Die Kunst wie die einung und das Denken müssen frei sein! Anders als die Verbündeten Götz Kubitscheks das fordern, wenn die Identitäre Bewegung Theateraufführungen stürmt, oder die AfD Schauspielhäuser zu völkischen Propagandainstituten umbauen will. Theater sind auch politische Orte; die fundamentale Überzeugung von Meinungs- und Kunstfreiheit ist immer und gegen jede*n zu verteidigen. Eine kluge Idee wird die Bühne für Faschismus dadurch nicht. Erklärte Strategie der extremen Rechten ist es, erst die vor-politischen öffentlichen, gesellschaftlichen Räume zu besetzen, Begriffe zu prägen und damit das Denken und in der Konsequenz das Handeln. Nach der Besetzung der Köpfe, der Verschiebung des Denk- und Sagbaren nach rechts will die extreme Rechte die Institutionen von Staat und Gesellschaft durchdringen und im letzten Schritt übernehmen – den totalen Staat errichten, die bisherige Gesellschaft und ihre Überzeugungen zerschmettern.
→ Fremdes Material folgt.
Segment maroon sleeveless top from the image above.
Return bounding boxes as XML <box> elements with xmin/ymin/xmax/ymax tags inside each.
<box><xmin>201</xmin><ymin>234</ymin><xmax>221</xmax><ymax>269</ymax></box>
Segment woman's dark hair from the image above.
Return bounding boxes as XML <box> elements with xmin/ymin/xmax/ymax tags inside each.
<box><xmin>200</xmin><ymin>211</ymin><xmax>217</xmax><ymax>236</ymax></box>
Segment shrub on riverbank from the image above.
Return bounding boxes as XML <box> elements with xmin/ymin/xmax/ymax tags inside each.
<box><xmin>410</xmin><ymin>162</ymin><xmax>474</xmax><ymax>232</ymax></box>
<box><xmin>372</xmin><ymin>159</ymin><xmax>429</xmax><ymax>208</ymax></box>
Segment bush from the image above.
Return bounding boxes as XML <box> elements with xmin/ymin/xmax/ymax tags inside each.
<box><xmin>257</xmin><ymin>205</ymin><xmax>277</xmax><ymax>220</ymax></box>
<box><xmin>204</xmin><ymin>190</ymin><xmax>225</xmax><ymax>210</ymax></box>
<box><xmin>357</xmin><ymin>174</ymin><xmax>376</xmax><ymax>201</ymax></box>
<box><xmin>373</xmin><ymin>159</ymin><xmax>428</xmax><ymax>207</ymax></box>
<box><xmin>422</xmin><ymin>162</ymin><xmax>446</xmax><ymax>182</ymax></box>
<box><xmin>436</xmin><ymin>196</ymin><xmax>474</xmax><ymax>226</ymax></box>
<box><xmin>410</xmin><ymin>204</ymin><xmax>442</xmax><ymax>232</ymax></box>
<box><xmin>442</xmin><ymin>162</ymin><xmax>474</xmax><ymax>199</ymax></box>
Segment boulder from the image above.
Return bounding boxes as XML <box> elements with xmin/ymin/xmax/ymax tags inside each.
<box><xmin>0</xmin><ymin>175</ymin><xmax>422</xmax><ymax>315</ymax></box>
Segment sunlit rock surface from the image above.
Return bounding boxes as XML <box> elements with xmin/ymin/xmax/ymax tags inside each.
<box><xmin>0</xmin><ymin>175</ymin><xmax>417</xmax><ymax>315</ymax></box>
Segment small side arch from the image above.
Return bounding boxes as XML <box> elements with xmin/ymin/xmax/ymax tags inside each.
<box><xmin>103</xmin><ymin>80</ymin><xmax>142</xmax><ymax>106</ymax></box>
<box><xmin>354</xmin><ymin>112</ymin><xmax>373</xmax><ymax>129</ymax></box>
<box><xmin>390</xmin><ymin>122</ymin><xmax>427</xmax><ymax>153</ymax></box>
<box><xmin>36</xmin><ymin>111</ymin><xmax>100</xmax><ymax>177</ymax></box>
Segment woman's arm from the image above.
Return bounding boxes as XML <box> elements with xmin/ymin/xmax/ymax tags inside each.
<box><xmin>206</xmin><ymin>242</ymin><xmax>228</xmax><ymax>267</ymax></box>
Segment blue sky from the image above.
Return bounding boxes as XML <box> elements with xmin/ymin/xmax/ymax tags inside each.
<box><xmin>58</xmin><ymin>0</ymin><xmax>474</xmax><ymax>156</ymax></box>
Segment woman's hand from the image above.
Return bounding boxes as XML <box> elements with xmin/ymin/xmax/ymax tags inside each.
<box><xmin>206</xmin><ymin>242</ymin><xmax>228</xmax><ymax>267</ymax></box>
Mit der Einladung an Götz Kubitschek, auf Augenhöhe mit dem Innenminister zu reden, wurde der extremen Rechten die Anerkennung als Gesprächspartnerin zuteil. Horst Mahler und Beate Zschäpe, die NPD und neonazistische Kameradschaften dürfen neidisch sein.

 

Während auch etablierte demokratische Parteien seit Monaten keine Schwierigkeiten darin sehen, Kontingente für Menschlichkeit zu verhandeln und angesichts des Sterbens tausender Menschen auf der Flucht der Humanität Grenzen zu setzen, wird eine ganz andere Grenzsetzung skandalisiert: jene nach rechts. Denn nichts anderes ist es, wenn gefragt wird, ob eine respektvolle Sprache nicht zu Hass führt und in Einigkeit mit dem Rechtsextremismus von einer erfundenen Meinungsdiktatur gesprochen wird. Als hätten wir nicht alle seit über einem Jahr gesehen, dass faschistische Parolen und rassistische Hassreden hunderttausendfach im Internet und auf der Straße verbreitet werden können, Politiker*innen der extremen Rechten in Interviews, Talkshows und auf Kundgebungen jeden Tag aufs Neue ihre Meinung propagieren.

 

Es zeigt sich der autoritäre Charakter in den gesellschaftlichen und politischen Debatten, wenn Widerspruch gegen Faschismus und Rassismus als Bedrohung der Meinungsfreiheit beschrieben werden und es ist eine Unterwerfung der Demokrat*innen unter die Stimmungen völkischer Bewegungen, wenn ihre Forderungen übernommen werden, statt ihnen zu widersprechen. Menschen ernst zu nehmen bedeutet, ihnen ernsthaft zu antworten – nicht, aus ihrer Ablehnung von Demokratie und offener Gesellschaft, aus Rassismus und Gewalt "Sorgen und Ängste" zu machen. Es beschädigt nicht die Meinungsfreiheit, Faschismus, Rassismus und völkischem Denken zu widersprechen – sondern es ist eine ernsthafte Antwort derer, welche für eine Gesellschaft streiten, die auf unteilbaren Menschenrechten fußen soll. Meinen wir das ernst, müssen wir auch über soziale und ökonomische Ungerechtigkeit sprechen, über eine Gesellschaft die Menschen in prekäre Lebenssituationen bringt und über Ausgrenzung – statt jene einzuladen, die ausgrenzen und deren Denken in
Vernichtungsideologien führt.

 

Wir sind nicht mehr in der Lage, "Wehret den Anfängen" zu rufen, wir sind mittendrin und müssen uns fragen, in welcher Gesellschaft wir leben wollen und wofür wir streiten. Die Klügeren der extremen Rechten haben das begriffen – haben wir es auch begriffen und werden wir für eine freie, offene, plurale Gesellschaft kämpfen, oder dem völkischen Furor weiter nachgeben?